Sunday, November 11, 2012

NHS's first sniffer dog cuts illegal drugs and violence on wards

A loud snuffling sound precedes Paddy as he lopes down the corridor, greedily hoovering up every available scent. Picture frames, drawers & cupboards - inside and out, desks - above and below, nothing escapes olfactory interrogation as Paddy scours the room for contraband; tail wagging furiously all the while. But this energetic springer spaniel isn't from the police; he is the NHS's first and only drugs sniffer dog. Formerly part of the Met's Marine Dog Unit, Paddy was trained from a puppy to track down illegal drugs, guns and money for the police.

But after a clash of personalities with a kennel mate, he was moved two years ago to take up his unique position in the NHS workforce at the South West London and St George's Mental Health NHS Trust. And two years on, the Trust claims the experiment has proved to be a success, with the number of drug finds dropping by two thirds since he began patrolling the wards in May 2010. Operating across several hospital sites in South West London the Trust offers in-patient treatment for a broad range of mental health disorders. And, as in any mental health trust ,there is an ever-present problem of illegal drug use.

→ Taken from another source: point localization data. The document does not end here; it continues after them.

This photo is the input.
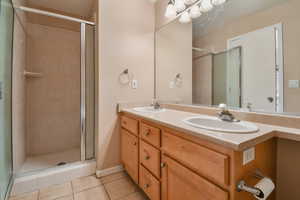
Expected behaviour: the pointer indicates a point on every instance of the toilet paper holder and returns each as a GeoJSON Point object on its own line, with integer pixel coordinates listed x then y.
{"type": "Point", "coordinates": [242, 186]}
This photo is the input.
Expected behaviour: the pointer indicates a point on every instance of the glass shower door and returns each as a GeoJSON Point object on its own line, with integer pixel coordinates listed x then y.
{"type": "Point", "coordinates": [227, 78]}
{"type": "Point", "coordinates": [6, 34]}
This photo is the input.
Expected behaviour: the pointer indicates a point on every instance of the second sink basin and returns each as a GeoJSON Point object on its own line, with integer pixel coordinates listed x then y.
{"type": "Point", "coordinates": [215, 124]}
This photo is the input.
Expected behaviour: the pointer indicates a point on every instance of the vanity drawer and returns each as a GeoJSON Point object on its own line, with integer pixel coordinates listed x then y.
{"type": "Point", "coordinates": [150, 134]}
{"type": "Point", "coordinates": [130, 124]}
{"type": "Point", "coordinates": [150, 158]}
{"type": "Point", "coordinates": [208, 163]}
{"type": "Point", "coordinates": [149, 184]}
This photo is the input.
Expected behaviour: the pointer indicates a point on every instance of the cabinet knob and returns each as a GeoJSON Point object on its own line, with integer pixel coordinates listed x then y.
{"type": "Point", "coordinates": [147, 132]}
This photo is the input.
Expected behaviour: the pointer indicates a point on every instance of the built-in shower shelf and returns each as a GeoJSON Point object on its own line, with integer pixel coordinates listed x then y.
{"type": "Point", "coordinates": [32, 74]}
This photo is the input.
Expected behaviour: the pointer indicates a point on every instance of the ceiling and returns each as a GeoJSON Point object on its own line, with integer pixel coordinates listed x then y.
{"type": "Point", "coordinates": [80, 8]}
{"type": "Point", "coordinates": [231, 10]}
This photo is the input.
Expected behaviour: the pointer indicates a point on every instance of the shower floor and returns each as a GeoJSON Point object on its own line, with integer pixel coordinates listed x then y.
{"type": "Point", "coordinates": [50, 160]}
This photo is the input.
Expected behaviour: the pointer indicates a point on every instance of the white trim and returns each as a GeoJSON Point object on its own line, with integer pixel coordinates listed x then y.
{"type": "Point", "coordinates": [51, 14]}
{"type": "Point", "coordinates": [105, 172]}
{"type": "Point", "coordinates": [279, 60]}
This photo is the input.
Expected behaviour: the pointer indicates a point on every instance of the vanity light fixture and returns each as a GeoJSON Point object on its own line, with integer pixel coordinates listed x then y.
{"type": "Point", "coordinates": [189, 2]}
{"type": "Point", "coordinates": [188, 9]}
{"type": "Point", "coordinates": [218, 2]}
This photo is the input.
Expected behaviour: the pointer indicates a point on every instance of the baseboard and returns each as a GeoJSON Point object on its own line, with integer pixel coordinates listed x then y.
{"type": "Point", "coordinates": [105, 172]}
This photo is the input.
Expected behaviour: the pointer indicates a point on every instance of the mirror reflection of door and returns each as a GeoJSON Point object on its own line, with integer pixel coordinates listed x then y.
{"type": "Point", "coordinates": [259, 77]}
{"type": "Point", "coordinates": [226, 78]}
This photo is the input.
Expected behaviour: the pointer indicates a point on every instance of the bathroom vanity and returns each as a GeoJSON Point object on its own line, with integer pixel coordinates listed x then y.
{"type": "Point", "coordinates": [172, 161]}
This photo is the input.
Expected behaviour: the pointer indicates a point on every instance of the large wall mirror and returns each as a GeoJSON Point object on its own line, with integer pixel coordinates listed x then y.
{"type": "Point", "coordinates": [244, 53]}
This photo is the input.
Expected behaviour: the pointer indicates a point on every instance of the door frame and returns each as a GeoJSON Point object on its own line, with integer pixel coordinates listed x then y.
{"type": "Point", "coordinates": [279, 62]}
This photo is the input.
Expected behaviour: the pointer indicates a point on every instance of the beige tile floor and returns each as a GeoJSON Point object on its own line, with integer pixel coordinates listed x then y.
{"type": "Point", "coordinates": [113, 187]}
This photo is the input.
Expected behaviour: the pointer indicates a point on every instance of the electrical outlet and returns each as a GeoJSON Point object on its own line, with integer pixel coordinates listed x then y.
{"type": "Point", "coordinates": [248, 155]}
{"type": "Point", "coordinates": [134, 84]}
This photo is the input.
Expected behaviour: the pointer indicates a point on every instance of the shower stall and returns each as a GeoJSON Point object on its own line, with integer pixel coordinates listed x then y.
{"type": "Point", "coordinates": [53, 91]}
{"type": "Point", "coordinates": [6, 32]}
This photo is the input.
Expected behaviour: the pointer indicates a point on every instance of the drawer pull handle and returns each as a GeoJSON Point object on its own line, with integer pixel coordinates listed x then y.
{"type": "Point", "coordinates": [147, 132]}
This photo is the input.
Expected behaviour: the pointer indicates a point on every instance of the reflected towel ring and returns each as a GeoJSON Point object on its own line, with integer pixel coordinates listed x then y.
{"type": "Point", "coordinates": [124, 77]}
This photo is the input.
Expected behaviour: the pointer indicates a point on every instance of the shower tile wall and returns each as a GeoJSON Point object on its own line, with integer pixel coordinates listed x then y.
{"type": "Point", "coordinates": [18, 91]}
{"type": "Point", "coordinates": [53, 101]}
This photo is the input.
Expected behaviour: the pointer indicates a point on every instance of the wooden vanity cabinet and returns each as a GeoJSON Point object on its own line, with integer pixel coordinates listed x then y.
{"type": "Point", "coordinates": [130, 151]}
{"type": "Point", "coordinates": [179, 182]}
{"type": "Point", "coordinates": [172, 165]}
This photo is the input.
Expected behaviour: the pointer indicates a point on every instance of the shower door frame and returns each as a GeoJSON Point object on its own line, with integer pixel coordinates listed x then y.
{"type": "Point", "coordinates": [83, 24]}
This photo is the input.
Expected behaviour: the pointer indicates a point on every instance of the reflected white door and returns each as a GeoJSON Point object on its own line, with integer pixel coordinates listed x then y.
{"type": "Point", "coordinates": [258, 68]}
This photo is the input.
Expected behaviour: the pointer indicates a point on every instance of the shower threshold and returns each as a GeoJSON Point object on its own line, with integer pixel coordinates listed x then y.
{"type": "Point", "coordinates": [41, 162]}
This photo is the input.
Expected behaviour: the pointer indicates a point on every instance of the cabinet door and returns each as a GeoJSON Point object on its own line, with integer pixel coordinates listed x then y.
{"type": "Point", "coordinates": [178, 182]}
{"type": "Point", "coordinates": [129, 154]}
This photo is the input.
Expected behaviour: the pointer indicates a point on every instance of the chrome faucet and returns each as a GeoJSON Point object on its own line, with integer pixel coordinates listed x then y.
{"type": "Point", "coordinates": [225, 115]}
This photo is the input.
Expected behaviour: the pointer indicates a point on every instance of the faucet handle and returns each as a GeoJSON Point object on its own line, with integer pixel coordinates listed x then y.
{"type": "Point", "coordinates": [223, 106]}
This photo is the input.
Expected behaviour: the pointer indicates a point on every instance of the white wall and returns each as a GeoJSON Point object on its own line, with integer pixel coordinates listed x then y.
{"type": "Point", "coordinates": [126, 40]}
{"type": "Point", "coordinates": [174, 56]}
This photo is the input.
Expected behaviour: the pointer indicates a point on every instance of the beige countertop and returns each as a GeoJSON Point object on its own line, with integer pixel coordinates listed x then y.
{"type": "Point", "coordinates": [173, 119]}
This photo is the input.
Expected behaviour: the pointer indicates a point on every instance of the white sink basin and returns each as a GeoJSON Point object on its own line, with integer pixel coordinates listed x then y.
{"type": "Point", "coordinates": [215, 124]}
{"type": "Point", "coordinates": [149, 109]}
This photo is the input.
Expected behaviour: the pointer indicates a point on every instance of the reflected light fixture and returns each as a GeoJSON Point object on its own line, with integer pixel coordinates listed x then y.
{"type": "Point", "coordinates": [218, 2]}
{"type": "Point", "coordinates": [195, 12]}
{"type": "Point", "coordinates": [185, 18]}
{"type": "Point", "coordinates": [206, 6]}
{"type": "Point", "coordinates": [190, 9]}
{"type": "Point", "coordinates": [171, 11]}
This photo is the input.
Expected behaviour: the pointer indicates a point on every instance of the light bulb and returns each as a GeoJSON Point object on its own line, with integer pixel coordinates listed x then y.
{"type": "Point", "coordinates": [218, 2]}
{"type": "Point", "coordinates": [189, 2]}
{"type": "Point", "coordinates": [179, 5]}
{"type": "Point", "coordinates": [170, 11]}
{"type": "Point", "coordinates": [206, 6]}
{"type": "Point", "coordinates": [185, 18]}
{"type": "Point", "coordinates": [195, 12]}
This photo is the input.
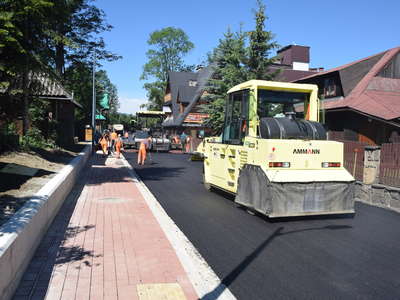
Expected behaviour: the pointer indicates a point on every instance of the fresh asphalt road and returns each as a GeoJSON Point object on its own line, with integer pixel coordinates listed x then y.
{"type": "Point", "coordinates": [257, 258]}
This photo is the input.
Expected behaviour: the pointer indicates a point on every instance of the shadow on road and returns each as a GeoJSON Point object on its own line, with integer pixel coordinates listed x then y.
{"type": "Point", "coordinates": [232, 276]}
{"type": "Point", "coordinates": [158, 173]}
{"type": "Point", "coordinates": [53, 249]}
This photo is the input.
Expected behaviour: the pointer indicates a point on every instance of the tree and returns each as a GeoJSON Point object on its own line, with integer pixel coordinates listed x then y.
{"type": "Point", "coordinates": [75, 26]}
{"type": "Point", "coordinates": [261, 47]}
{"type": "Point", "coordinates": [235, 62]}
{"type": "Point", "coordinates": [21, 33]}
{"type": "Point", "coordinates": [40, 36]}
{"type": "Point", "coordinates": [228, 60]}
{"type": "Point", "coordinates": [169, 46]}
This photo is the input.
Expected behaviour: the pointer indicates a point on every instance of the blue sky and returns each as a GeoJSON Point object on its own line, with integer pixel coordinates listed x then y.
{"type": "Point", "coordinates": [338, 32]}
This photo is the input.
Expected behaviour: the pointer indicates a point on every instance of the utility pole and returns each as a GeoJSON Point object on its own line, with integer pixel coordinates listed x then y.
{"type": "Point", "coordinates": [94, 97]}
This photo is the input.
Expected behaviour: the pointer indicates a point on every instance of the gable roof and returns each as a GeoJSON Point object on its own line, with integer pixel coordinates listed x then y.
{"type": "Point", "coordinates": [180, 90]}
{"type": "Point", "coordinates": [42, 84]}
{"type": "Point", "coordinates": [364, 91]}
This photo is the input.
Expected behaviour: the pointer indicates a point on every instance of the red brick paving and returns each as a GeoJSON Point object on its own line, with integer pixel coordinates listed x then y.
{"type": "Point", "coordinates": [101, 249]}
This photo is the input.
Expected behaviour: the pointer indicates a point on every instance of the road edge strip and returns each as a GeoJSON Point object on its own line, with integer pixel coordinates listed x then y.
{"type": "Point", "coordinates": [204, 280]}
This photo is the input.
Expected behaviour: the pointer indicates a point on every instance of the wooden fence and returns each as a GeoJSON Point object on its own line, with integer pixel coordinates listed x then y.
{"type": "Point", "coordinates": [389, 171]}
{"type": "Point", "coordinates": [354, 158]}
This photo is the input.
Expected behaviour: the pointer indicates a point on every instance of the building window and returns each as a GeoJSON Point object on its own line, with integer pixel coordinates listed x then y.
{"type": "Point", "coordinates": [192, 83]}
{"type": "Point", "coordinates": [329, 87]}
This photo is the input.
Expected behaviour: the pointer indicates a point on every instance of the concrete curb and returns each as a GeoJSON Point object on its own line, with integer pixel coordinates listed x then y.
{"type": "Point", "coordinates": [21, 235]}
{"type": "Point", "coordinates": [206, 283]}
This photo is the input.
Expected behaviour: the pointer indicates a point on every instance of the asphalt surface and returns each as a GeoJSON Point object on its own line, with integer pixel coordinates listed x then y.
{"type": "Point", "coordinates": [258, 258]}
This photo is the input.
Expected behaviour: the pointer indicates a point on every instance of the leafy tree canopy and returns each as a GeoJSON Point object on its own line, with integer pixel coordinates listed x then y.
{"type": "Point", "coordinates": [168, 47]}
{"type": "Point", "coordinates": [238, 57]}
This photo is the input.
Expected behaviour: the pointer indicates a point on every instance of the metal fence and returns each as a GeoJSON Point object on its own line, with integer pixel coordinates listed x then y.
{"type": "Point", "coordinates": [389, 171]}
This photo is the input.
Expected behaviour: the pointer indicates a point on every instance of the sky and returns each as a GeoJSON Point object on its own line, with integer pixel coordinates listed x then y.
{"type": "Point", "coordinates": [337, 32]}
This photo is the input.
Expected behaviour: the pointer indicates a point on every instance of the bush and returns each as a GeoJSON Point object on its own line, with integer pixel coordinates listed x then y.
{"type": "Point", "coordinates": [34, 139]}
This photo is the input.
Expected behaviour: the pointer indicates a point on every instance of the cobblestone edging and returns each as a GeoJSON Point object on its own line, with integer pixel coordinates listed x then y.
{"type": "Point", "coordinates": [379, 195]}
{"type": "Point", "coordinates": [20, 235]}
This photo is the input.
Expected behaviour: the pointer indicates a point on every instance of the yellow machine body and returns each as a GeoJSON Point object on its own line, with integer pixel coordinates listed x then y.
{"type": "Point", "coordinates": [278, 177]}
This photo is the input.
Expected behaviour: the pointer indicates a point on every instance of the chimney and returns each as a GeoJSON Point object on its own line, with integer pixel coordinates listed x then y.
{"type": "Point", "coordinates": [298, 57]}
{"type": "Point", "coordinates": [199, 67]}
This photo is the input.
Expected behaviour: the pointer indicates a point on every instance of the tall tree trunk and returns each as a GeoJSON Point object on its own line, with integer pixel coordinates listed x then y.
{"type": "Point", "coordinates": [25, 111]}
{"type": "Point", "coordinates": [60, 61]}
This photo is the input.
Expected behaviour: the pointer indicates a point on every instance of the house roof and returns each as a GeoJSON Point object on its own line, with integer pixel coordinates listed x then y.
{"type": "Point", "coordinates": [180, 90]}
{"type": "Point", "coordinates": [363, 89]}
{"type": "Point", "coordinates": [42, 85]}
{"type": "Point", "coordinates": [288, 75]}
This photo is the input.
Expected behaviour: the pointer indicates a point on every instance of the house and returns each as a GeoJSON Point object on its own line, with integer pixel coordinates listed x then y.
{"type": "Point", "coordinates": [362, 99]}
{"type": "Point", "coordinates": [182, 99]}
{"type": "Point", "coordinates": [293, 62]}
{"type": "Point", "coordinates": [46, 86]}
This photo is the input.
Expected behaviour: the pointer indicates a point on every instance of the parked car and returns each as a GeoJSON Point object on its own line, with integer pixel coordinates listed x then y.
{"type": "Point", "coordinates": [175, 141]}
{"type": "Point", "coordinates": [160, 142]}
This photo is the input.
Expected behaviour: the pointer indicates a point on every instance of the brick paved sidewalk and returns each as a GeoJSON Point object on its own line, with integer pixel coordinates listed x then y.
{"type": "Point", "coordinates": [105, 244]}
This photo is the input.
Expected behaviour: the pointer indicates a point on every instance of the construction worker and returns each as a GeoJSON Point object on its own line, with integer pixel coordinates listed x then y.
{"type": "Point", "coordinates": [114, 137]}
{"type": "Point", "coordinates": [118, 145]}
{"type": "Point", "coordinates": [104, 144]}
{"type": "Point", "coordinates": [144, 146]}
{"type": "Point", "coordinates": [188, 144]}
{"type": "Point", "coordinates": [183, 138]}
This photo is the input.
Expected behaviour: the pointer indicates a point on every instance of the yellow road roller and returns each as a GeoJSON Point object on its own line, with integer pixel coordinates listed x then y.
{"type": "Point", "coordinates": [273, 153]}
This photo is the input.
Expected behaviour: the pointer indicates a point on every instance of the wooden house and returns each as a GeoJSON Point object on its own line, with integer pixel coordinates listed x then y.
{"type": "Point", "coordinates": [362, 99]}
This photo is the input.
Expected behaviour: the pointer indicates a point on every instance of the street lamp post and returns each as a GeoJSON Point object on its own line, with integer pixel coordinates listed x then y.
{"type": "Point", "coordinates": [94, 98]}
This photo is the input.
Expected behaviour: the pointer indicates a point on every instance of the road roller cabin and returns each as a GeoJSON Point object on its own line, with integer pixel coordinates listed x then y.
{"type": "Point", "coordinates": [276, 161]}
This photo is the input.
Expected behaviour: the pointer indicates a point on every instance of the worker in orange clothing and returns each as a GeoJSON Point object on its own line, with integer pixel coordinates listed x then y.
{"type": "Point", "coordinates": [188, 144]}
{"type": "Point", "coordinates": [144, 146]}
{"type": "Point", "coordinates": [118, 145]}
{"type": "Point", "coordinates": [114, 137]}
{"type": "Point", "coordinates": [104, 144]}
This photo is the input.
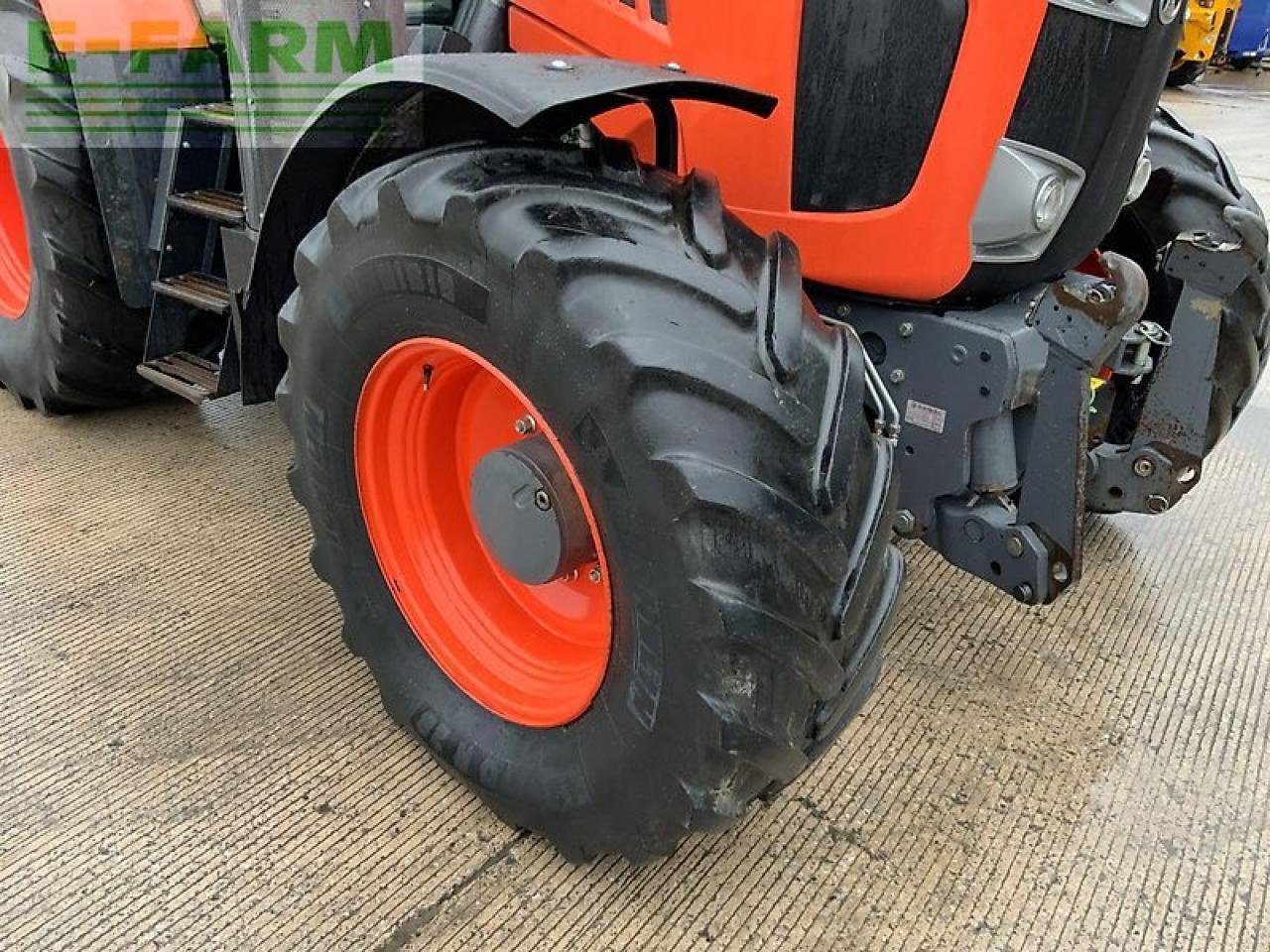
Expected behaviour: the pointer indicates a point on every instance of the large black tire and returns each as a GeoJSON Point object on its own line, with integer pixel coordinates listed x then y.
{"type": "Point", "coordinates": [717, 426]}
{"type": "Point", "coordinates": [1194, 188]}
{"type": "Point", "coordinates": [76, 345]}
{"type": "Point", "coordinates": [1187, 72]}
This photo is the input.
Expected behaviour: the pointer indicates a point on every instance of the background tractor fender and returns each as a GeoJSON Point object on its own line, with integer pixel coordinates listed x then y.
{"type": "Point", "coordinates": [404, 105]}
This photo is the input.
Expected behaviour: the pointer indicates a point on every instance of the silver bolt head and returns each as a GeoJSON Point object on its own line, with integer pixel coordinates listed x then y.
{"type": "Point", "coordinates": [906, 524]}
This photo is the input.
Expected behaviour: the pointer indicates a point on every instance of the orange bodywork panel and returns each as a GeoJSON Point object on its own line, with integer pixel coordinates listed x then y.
{"type": "Point", "coordinates": [919, 249]}
{"type": "Point", "coordinates": [123, 26]}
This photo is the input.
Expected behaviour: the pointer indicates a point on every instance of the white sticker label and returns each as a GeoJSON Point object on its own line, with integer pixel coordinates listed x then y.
{"type": "Point", "coordinates": [929, 417]}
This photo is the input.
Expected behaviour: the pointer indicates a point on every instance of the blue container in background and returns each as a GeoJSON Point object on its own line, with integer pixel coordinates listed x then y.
{"type": "Point", "coordinates": [1250, 42]}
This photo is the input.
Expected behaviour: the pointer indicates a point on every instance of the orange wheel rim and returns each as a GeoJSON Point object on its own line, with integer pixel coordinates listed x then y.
{"type": "Point", "coordinates": [14, 245]}
{"type": "Point", "coordinates": [429, 413]}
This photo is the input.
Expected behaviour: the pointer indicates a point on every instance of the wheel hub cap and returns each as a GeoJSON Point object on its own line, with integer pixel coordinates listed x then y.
{"type": "Point", "coordinates": [511, 598]}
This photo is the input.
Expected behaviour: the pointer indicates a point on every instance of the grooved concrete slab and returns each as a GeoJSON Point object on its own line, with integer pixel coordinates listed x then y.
{"type": "Point", "coordinates": [190, 758]}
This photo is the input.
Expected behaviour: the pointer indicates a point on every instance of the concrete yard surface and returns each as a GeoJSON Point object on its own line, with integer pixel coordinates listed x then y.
{"type": "Point", "coordinates": [190, 758]}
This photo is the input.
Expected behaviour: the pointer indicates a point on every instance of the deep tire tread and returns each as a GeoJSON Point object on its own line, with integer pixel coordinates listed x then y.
{"type": "Point", "coordinates": [798, 385]}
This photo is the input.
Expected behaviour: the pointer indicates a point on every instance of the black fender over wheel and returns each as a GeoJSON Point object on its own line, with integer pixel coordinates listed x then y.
{"type": "Point", "coordinates": [73, 345]}
{"type": "Point", "coordinates": [716, 424]}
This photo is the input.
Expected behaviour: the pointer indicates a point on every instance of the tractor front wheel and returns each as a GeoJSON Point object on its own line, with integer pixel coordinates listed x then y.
{"type": "Point", "coordinates": [595, 489]}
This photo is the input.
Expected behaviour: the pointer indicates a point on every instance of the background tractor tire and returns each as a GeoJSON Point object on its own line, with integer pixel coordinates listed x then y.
{"type": "Point", "coordinates": [719, 430]}
{"type": "Point", "coordinates": [1194, 188]}
{"type": "Point", "coordinates": [68, 343]}
{"type": "Point", "coordinates": [1188, 72]}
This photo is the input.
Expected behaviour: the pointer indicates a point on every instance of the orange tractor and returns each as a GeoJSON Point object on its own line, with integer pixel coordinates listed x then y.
{"type": "Point", "coordinates": [619, 339]}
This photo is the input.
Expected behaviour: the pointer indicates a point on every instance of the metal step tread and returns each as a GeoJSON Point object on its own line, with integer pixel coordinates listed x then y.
{"type": "Point", "coordinates": [202, 291]}
{"type": "Point", "coordinates": [185, 375]}
{"type": "Point", "coordinates": [211, 203]}
{"type": "Point", "coordinates": [220, 114]}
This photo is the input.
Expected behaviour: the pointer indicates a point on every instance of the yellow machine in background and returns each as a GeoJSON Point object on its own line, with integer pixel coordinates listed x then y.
{"type": "Point", "coordinates": [1206, 37]}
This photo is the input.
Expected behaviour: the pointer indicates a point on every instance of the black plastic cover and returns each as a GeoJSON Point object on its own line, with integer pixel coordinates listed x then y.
{"type": "Point", "coordinates": [1089, 95]}
{"type": "Point", "coordinates": [873, 79]}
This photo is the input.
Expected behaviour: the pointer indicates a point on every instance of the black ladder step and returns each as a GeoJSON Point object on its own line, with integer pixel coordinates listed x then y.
{"type": "Point", "coordinates": [211, 203]}
{"type": "Point", "coordinates": [218, 114]}
{"type": "Point", "coordinates": [202, 291]}
{"type": "Point", "coordinates": [185, 375]}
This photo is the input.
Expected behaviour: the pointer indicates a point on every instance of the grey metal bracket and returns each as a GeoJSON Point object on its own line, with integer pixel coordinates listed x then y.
{"type": "Point", "coordinates": [1166, 457]}
{"type": "Point", "coordinates": [1083, 318]}
{"type": "Point", "coordinates": [994, 408]}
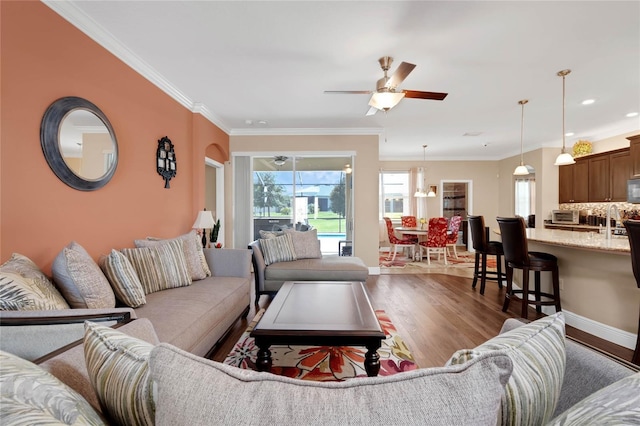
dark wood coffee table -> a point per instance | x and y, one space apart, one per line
328 313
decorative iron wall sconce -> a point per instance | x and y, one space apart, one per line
166 160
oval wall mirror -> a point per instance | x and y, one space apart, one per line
79 143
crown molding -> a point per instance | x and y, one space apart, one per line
305 132
76 17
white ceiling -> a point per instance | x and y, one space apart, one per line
241 62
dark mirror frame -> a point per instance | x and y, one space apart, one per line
50 142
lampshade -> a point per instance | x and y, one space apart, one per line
521 170
564 158
204 220
385 100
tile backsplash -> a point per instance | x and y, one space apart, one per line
600 209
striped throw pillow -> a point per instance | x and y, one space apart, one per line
279 249
23 286
193 254
160 267
123 279
538 354
118 367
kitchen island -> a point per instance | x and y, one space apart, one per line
598 291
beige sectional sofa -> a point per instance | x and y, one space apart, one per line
193 317
269 277
525 375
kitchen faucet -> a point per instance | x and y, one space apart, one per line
609 208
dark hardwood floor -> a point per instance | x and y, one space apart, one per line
436 315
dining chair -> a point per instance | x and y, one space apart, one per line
633 233
517 256
452 234
410 222
436 239
396 242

This is particularly problematic when you are trying to treat mental illness, explains Chris O'Connor, Head of Nursing Practice at the trust. "We know that patients who take illegal drugs don't recover as quickly and our aim is to get patients back into the community as quickly as possible." He adds "Someone like Paddy can help because he will help find those drugs, and also maybe identify patients that we didn't know had a drug problem, so we can then work that into their treatment plan." Because of the negative impact illegal drugs may have on recovery, their use is specifically prohibited in patients' treatment plans.

YouTube link.

Before Paddy arrived at the trust, nursing staff would have to search the wards & patients' belongings themselves. But this was time consuming, taking staff away from their therapeutic duties, says Paddy's handler Julie Traynor. Paddy can perform the same job "in a matter of minutes".  And she adds that it's a less invasive way of performing a necessary task. "The patients get to know him, they welcome us when he comes onto the wards, they know his name, they take no notice of me, they are all interested in saying 'Hi' to Paddy. We are seen to be doing a routine search, this is just part of how this trust manages its security issues."